Artigo: A liberdade humana

 


O início do século XIX é marcado pela filosofia crítica de Immanuel Kant e a revolução que influenciou todo o pensamento, para ele a razão humana não é apenas um instrumento que conhece, mas é onde se assenta a autonomia dos indivíduos, baseada em três níveis: 

a) deus – que é a existência em si mesmo; 
b) mundo – que se expressa na totalidade; e
c) homem – que é a essência moral fundada na liberdade. 

A Revolução Francesa também influenciou a história porque marcou e deu origem a uma nova ordem político-social, principalmente diante dos valores e da concepção do homem.

Qual é a condição da liberdade humana? Ela está atrelada a capacidade de autodeterminação, ou realmente a liberdade humana está condicionada à consciência no seu “si mesmo”, já que o limiar da fronteira de si mesmo está na relação entre o indivíduo e sociedade, particular e universal, unidade e totalidade para sua objetivação.

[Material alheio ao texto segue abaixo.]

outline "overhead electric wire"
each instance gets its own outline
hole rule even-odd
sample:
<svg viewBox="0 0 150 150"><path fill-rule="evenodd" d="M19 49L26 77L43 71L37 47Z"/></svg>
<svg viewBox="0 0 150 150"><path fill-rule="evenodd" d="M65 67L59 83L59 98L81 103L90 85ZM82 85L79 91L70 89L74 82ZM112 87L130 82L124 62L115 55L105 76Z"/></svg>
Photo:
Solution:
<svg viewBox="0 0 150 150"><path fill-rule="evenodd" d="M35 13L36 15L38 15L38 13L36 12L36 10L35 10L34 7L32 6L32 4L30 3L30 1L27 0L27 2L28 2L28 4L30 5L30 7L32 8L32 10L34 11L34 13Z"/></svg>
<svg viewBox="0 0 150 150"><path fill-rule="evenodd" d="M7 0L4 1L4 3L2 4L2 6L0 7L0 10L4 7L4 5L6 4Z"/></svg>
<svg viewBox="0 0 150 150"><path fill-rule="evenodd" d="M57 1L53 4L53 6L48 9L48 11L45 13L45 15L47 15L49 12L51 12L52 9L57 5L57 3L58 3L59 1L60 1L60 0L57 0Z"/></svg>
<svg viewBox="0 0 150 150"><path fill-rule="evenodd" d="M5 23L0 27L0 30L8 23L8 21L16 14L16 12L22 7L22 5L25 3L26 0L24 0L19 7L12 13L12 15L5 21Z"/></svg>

Napoleão denominou a ordem universal “fora de si” como política, com o expansionismo napoleônico de buscar uma unificação da Europa, gerou a construção de um “Estado do Espírito”, almejando definir a essência de si mesmo como a questão da identidade, e até mesmo da diferença entre unificação e unidade. A partir dessas influências no pensamento, surge a necessidade de se aprofundar o problema da liberdade e seus questionamentos diante do ser.

O pensamento de F. W. Schelling foi fundamental para investigar filosoficamente a partir do fato e da evidência da liberdade do homem, porque o problema da liberdade é a escolha, pois ser livre é poder escolher com a própria consciência. Há uma consciência que transcende cada consciência individual? O coração da liberdade é escrava da predeterminação entre isso e aquilo, somos livres? Ou somos condicionados à liberdade?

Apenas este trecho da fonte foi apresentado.